Questo dopo che Santaniello racconta di aver diseredato suo figlio Rafiluccio perché lo considera un perdigiorno, incapace di portare a termine un lavoro e privo di rispetto per lui e per la defunta madre. Inoltre, Santaniello disprezza Rituccia, la compagna del figlio, e non vuole che il denaro guadagnato con fatica finisca a lei. Questo porta a una lite tra padre e figlio, in cui Rafiluccio accusa Santaniello di convivere con un’altra donna e di volerle lasciare tutto il suo patrimonio. Barracano interviene, invitando i due alla riconciliazione, ma Santaniello, pur rispettando il potere del “Sindaco”, disapprova i suoi metodi e, come uomo onesto, rifiuta i suoi consigli. Offeso, Barracano lo scaccia, ma le parole di Santaniello lo colpiscono profondamente. Barracano, preoccupato per il futuro di Rafiluccio, cerca di convincerlo a desistere dal suo proposito di uccidere il padre, offrendogli un lavoro e del denaro per evitare un delitto che lo rovinerebbe per sempre. Tuttavia, Rafiluccio risponde che, in un modo o nell’altro, ucciderà suo padre, poiché il livore che prova è ormai insopportabile, rivelando la stessa rabbia che un tempo Barracano aveva provato per Gioacchino.

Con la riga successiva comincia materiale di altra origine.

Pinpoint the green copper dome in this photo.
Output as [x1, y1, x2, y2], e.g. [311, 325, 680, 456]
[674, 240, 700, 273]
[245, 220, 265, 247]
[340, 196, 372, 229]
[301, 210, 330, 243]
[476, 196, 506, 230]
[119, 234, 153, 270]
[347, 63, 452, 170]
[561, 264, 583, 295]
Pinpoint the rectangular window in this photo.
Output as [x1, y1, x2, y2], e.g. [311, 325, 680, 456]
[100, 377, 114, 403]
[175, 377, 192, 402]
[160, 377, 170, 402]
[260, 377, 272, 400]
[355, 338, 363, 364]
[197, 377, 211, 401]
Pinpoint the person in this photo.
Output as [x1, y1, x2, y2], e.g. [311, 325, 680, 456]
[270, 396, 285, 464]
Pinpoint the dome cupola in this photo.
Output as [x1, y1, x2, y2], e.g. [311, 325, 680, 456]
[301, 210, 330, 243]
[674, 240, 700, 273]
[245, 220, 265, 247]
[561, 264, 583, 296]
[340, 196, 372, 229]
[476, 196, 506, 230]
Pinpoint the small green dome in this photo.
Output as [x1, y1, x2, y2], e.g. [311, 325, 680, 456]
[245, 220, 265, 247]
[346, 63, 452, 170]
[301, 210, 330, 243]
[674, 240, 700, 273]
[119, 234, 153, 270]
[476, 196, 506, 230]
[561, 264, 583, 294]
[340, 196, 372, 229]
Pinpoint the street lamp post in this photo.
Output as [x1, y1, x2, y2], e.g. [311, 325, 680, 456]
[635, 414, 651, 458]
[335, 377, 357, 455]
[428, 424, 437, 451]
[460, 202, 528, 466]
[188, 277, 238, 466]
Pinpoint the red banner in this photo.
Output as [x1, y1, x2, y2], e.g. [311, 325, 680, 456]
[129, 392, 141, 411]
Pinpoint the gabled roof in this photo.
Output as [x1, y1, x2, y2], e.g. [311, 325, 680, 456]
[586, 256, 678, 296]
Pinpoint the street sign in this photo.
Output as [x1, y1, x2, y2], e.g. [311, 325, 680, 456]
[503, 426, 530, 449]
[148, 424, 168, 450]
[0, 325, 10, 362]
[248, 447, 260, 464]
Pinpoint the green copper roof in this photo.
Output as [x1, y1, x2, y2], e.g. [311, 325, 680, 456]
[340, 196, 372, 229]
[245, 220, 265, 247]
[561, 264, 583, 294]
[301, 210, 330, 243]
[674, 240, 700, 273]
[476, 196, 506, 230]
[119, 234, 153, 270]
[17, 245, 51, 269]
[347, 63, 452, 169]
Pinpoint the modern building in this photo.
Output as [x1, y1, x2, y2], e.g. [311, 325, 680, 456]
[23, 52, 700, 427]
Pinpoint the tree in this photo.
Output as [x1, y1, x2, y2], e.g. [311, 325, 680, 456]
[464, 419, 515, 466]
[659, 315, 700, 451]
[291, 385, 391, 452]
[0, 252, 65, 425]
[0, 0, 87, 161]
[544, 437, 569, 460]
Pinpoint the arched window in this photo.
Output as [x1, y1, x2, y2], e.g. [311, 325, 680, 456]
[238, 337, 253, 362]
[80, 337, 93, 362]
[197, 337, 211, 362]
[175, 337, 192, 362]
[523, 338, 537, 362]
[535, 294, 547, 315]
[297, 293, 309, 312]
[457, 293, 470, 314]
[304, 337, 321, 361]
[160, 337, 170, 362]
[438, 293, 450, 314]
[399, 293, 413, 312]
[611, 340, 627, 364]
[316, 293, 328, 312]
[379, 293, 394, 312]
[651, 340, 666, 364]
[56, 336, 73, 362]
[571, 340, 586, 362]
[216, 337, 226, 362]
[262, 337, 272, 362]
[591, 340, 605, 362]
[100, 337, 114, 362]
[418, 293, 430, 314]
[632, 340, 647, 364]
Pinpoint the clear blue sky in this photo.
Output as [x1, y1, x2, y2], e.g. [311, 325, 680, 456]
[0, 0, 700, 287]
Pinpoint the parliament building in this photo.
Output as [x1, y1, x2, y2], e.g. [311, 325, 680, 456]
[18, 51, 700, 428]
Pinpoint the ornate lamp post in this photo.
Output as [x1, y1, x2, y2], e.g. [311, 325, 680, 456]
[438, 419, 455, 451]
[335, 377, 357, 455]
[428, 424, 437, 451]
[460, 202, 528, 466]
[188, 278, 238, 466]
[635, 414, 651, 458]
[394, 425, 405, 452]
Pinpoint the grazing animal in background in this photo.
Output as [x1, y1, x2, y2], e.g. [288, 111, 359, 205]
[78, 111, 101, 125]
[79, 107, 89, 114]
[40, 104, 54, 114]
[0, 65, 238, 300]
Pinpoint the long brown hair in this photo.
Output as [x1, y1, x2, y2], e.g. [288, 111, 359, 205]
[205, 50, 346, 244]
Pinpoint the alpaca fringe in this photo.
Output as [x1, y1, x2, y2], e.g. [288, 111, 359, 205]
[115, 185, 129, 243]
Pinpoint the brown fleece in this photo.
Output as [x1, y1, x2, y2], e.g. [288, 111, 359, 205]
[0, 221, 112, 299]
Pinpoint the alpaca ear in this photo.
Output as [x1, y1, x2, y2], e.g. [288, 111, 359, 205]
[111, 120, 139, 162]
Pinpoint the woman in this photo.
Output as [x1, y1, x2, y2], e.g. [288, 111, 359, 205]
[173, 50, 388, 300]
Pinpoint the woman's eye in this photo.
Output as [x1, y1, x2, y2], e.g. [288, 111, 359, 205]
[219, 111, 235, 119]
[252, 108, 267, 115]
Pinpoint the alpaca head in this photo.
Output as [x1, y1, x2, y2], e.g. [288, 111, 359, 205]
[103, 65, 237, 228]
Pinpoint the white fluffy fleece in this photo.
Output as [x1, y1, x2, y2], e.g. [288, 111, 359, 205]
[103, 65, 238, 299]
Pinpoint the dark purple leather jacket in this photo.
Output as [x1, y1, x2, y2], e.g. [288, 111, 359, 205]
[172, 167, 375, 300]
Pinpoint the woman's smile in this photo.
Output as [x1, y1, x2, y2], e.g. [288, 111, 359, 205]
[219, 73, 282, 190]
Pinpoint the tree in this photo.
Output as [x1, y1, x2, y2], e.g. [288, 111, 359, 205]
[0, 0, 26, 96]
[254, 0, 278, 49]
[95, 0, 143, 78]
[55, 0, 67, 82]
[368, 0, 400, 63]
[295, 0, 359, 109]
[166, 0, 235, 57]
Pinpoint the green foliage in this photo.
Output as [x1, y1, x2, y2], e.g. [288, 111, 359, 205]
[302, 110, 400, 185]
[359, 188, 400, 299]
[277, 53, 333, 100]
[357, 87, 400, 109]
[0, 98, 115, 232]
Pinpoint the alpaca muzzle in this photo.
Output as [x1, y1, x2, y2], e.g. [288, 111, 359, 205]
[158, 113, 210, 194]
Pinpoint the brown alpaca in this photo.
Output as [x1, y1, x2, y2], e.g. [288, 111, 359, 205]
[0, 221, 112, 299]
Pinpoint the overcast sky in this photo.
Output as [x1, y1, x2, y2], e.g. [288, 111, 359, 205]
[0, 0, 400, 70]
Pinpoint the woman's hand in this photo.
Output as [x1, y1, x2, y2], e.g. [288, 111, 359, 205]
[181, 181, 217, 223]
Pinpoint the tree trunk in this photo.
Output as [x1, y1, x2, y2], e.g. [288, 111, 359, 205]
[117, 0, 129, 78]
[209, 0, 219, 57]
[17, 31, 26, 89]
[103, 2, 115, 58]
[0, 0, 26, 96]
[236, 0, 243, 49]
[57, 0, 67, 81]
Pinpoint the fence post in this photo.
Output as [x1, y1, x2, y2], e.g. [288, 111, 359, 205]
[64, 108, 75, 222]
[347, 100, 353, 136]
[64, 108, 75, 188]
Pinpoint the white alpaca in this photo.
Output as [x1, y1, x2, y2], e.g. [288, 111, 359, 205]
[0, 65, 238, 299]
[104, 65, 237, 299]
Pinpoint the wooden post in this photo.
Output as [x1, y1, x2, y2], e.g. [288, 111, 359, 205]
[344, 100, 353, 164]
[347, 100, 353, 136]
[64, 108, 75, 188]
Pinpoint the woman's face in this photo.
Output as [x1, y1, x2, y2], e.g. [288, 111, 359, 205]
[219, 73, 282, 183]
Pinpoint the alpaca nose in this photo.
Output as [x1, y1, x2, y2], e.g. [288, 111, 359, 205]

Sconvolto dall’accaduto, Barracano decide di recarsi al Rione Sanità per parlare con Santaniello e metterlo in guardia sui propositi del figlio; l’uomo, credendo che il Sindaco voglia ammazzarlo, d’istinto lo accoltella a morte. Alla scena assiste casualmente Vicienzo ‘o Cuozzo. Il dottore comprende che la ferita è mortale e che se non verrà curata Barracano morirà presto, ma lui rifiuta perché questo causerebbe la vendetta dei suoi accoliti su Santaniello e innescherebbe una catena di delitti che metterebbe in pericolo la sua famiglia; organizza inoltre una cena a cui inviterà tutti coloro che ha ricevuto nel corso della giornata, con lo scopo segreto di evitare le faide che, alla sua morte, si potrebbero scatenare. Dà infine il permesso al Dottore di partire per l’America, chiedendogli però di amministrare i suoi ultimi affari terreni. Poco prima della cena arriva Rafiluccio, il quale rivela che dopo aver parlato a lungo con Armida, si è deciso a rinunciare all’omicidio del padre e di vivere onestamente con Rituccia e il bambino. Il Sindaco gli versa una forte somma di denaro, dicendogli di aver convinto il padre a donargliela.

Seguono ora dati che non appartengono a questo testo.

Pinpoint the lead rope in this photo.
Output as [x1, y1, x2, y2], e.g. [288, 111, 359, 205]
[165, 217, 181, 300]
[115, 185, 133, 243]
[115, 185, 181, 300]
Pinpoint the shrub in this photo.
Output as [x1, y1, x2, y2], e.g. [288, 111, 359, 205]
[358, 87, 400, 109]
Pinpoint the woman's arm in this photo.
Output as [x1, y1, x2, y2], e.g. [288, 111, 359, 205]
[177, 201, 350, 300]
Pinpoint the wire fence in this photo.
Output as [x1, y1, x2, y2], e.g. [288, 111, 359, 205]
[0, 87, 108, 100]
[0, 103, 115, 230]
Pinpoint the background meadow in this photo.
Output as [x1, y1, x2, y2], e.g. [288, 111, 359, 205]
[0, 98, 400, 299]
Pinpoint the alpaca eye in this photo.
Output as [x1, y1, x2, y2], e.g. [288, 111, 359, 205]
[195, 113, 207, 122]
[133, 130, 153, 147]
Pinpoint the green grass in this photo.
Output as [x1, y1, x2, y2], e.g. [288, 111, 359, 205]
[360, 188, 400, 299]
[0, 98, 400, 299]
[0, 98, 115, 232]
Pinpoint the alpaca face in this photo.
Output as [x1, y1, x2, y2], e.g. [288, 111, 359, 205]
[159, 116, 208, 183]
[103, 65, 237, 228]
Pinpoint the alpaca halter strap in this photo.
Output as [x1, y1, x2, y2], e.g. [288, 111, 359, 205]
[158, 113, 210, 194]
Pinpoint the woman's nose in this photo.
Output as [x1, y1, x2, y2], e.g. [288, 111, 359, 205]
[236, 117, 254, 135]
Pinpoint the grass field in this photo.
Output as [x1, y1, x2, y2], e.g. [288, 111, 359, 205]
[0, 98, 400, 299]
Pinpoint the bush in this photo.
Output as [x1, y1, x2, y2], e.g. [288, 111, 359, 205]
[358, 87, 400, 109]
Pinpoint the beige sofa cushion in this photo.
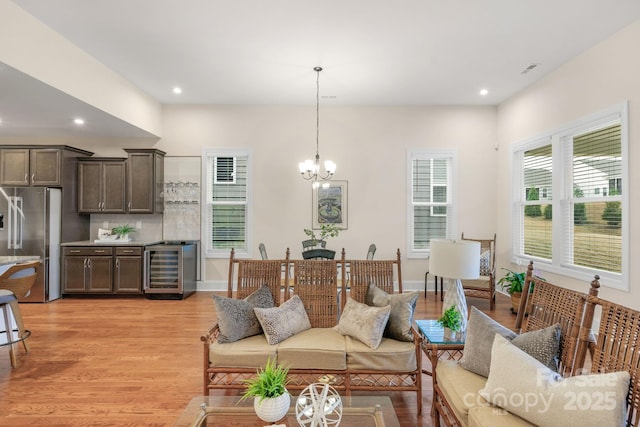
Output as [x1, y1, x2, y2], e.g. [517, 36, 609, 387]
[345, 337, 417, 372]
[209, 335, 278, 368]
[436, 360, 489, 426]
[278, 328, 347, 370]
[469, 406, 535, 427]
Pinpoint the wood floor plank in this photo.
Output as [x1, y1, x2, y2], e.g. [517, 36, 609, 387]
[0, 292, 515, 427]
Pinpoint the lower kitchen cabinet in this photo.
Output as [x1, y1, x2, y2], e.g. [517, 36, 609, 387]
[113, 247, 142, 294]
[62, 245, 142, 294]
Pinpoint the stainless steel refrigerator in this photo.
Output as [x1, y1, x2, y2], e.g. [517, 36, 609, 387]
[0, 187, 64, 302]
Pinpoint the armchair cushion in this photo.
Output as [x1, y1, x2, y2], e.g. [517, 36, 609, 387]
[479, 335, 630, 427]
[460, 306, 560, 377]
[253, 295, 311, 344]
[365, 283, 419, 342]
[213, 285, 274, 344]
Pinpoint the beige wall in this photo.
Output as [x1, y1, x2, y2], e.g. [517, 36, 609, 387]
[0, 1, 161, 136]
[497, 21, 640, 307]
[156, 105, 496, 288]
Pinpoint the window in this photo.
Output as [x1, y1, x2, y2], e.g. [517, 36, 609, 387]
[203, 149, 251, 258]
[513, 105, 628, 289]
[407, 150, 455, 258]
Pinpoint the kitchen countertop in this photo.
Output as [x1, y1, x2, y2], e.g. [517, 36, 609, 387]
[0, 255, 40, 266]
[60, 240, 162, 246]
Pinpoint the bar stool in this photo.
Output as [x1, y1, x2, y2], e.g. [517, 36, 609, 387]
[0, 261, 40, 368]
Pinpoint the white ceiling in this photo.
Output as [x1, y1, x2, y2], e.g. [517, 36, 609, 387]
[0, 0, 640, 136]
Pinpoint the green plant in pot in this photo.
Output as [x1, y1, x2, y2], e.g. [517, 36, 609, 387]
[438, 305, 462, 340]
[111, 224, 136, 240]
[302, 223, 340, 259]
[241, 358, 291, 423]
[498, 268, 544, 314]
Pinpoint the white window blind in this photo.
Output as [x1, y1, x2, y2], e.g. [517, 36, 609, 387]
[407, 150, 455, 257]
[205, 150, 251, 257]
[513, 104, 629, 289]
[563, 122, 623, 273]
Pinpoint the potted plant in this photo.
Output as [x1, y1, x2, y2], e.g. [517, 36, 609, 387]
[438, 305, 462, 340]
[111, 224, 136, 240]
[302, 223, 340, 259]
[241, 358, 291, 423]
[498, 268, 544, 315]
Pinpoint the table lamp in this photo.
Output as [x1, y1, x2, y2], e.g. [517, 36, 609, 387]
[429, 239, 480, 332]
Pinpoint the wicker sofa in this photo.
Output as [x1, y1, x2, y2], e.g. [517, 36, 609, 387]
[201, 250, 422, 413]
[432, 263, 640, 427]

Il primo ad arrivare è ‘o Cuozzo, che si dimostra un pusillanime: inizialmente afferma di non aver assistito al misfatto per poi confessare di essere stato minacciato. Scoprirà che la volontà di Antonio Barracano è proprio quella di farlo tacere sull’accaduto. Arrivano poi Santaniello e subito dopo ‘O Nasone, ‘o Nait e Palummiello: il Sindaco mette pace tra tutti quanti e convince perfino Arturo a saldargli la somma che ha anticipato al figlio. Mentre tutti cenano, all’improvviso il dottore annuncia la morte di Don Barracano.

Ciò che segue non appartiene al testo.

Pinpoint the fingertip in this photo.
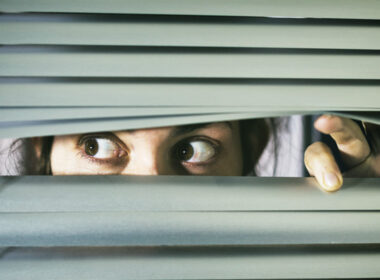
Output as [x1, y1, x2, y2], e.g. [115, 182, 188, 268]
[314, 115, 340, 134]
[321, 172, 343, 192]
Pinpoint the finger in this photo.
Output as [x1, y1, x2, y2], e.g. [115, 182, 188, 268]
[304, 142, 343, 192]
[314, 115, 371, 168]
[364, 123, 380, 155]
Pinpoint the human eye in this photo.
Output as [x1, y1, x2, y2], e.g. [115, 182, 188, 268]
[175, 139, 217, 164]
[79, 135, 127, 163]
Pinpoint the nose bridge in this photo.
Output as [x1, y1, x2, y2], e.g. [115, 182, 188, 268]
[123, 139, 168, 175]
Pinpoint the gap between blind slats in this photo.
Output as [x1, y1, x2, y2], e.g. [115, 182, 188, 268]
[0, 111, 380, 138]
[0, 109, 380, 123]
[0, 15, 380, 50]
[0, 211, 380, 247]
[0, 0, 380, 19]
[0, 111, 299, 138]
[0, 46, 380, 79]
[0, 246, 380, 280]
[0, 176, 380, 213]
[0, 78, 380, 108]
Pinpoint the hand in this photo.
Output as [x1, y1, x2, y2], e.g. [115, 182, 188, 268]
[304, 115, 380, 191]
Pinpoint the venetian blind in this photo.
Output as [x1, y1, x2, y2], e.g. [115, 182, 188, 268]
[0, 0, 380, 279]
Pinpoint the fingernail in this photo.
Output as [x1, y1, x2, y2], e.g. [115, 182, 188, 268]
[324, 173, 340, 190]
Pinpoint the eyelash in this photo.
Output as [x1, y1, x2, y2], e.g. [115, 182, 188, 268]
[172, 135, 221, 168]
[78, 134, 128, 165]
[77, 134, 221, 169]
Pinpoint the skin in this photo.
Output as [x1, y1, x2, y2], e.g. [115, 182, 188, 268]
[51, 115, 380, 192]
[50, 122, 243, 176]
[304, 115, 380, 192]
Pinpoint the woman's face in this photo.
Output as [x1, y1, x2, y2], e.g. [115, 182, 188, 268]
[50, 122, 243, 176]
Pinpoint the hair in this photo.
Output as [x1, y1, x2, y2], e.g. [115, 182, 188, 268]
[5, 119, 277, 175]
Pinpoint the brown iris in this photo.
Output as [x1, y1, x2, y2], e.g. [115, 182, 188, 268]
[177, 143, 194, 161]
[84, 138, 99, 156]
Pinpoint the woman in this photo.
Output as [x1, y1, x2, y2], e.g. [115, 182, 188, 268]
[10, 115, 380, 191]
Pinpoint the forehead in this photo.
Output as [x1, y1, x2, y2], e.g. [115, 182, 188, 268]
[116, 121, 238, 137]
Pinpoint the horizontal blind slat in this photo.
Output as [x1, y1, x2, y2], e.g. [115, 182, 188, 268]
[0, 176, 380, 213]
[0, 15, 380, 50]
[0, 211, 380, 247]
[0, 47, 380, 79]
[0, 111, 380, 138]
[0, 247, 380, 280]
[0, 111, 282, 138]
[0, 111, 380, 138]
[0, 0, 380, 19]
[0, 78, 380, 108]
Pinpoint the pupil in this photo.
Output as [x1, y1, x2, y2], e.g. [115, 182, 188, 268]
[85, 139, 99, 156]
[178, 144, 194, 161]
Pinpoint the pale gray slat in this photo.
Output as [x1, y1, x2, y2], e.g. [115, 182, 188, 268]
[0, 176, 380, 213]
[0, 212, 380, 247]
[0, 15, 380, 50]
[0, 111, 302, 138]
[334, 111, 380, 125]
[0, 105, 380, 122]
[0, 78, 380, 107]
[0, 0, 380, 19]
[0, 106, 260, 121]
[0, 47, 380, 79]
[0, 111, 380, 138]
[0, 246, 380, 280]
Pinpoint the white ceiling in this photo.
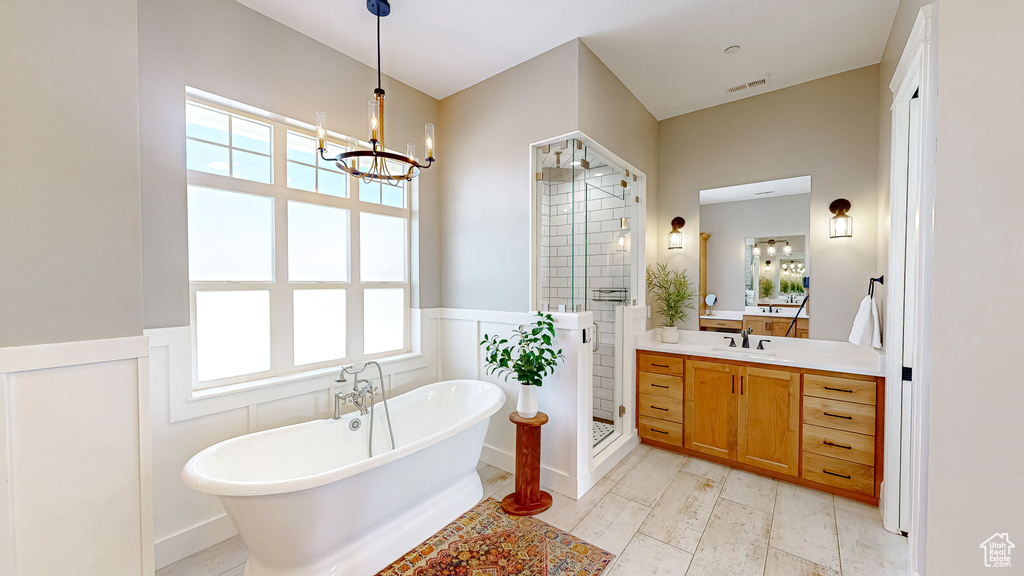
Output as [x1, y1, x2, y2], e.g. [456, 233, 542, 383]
[239, 0, 899, 120]
[700, 176, 811, 205]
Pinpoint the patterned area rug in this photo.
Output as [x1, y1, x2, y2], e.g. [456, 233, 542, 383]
[377, 498, 614, 576]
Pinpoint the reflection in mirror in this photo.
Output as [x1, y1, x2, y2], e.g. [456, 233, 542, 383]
[700, 176, 811, 337]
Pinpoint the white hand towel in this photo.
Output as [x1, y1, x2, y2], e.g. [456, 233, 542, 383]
[850, 296, 882, 348]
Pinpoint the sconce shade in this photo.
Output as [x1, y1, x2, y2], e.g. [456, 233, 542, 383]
[669, 216, 686, 250]
[828, 198, 853, 238]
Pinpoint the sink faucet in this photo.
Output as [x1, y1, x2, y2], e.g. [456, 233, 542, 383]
[740, 327, 754, 348]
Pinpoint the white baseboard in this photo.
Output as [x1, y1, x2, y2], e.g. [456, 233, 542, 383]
[156, 515, 239, 570]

Il sindaco del rione Sanità, diretto da Mario Martone nel 2019, è un adattamento moderno dell’omonima opera teatrale di Eduardo De Filippo, basato sulla rappresentazione teatrale del 2017 dello stesso Martone. Il film è stato presentato in concorso alla 76ª Mostra internazionale d’arte cinematografica di Venezia, dove ha ricevuto il Leoncino d’oro 2019. La trama, ispirata alla storia vera di Luigi Campoluongo, ruota attorno ad Antonio Barracano, un carismatico boss della malavita napoletana che si autodefinisce “sindaco” del rione Sanità, cerca di mantenere l’ordine nel suo quartiere usando metodi spesso violenti ma con un suo codice morale.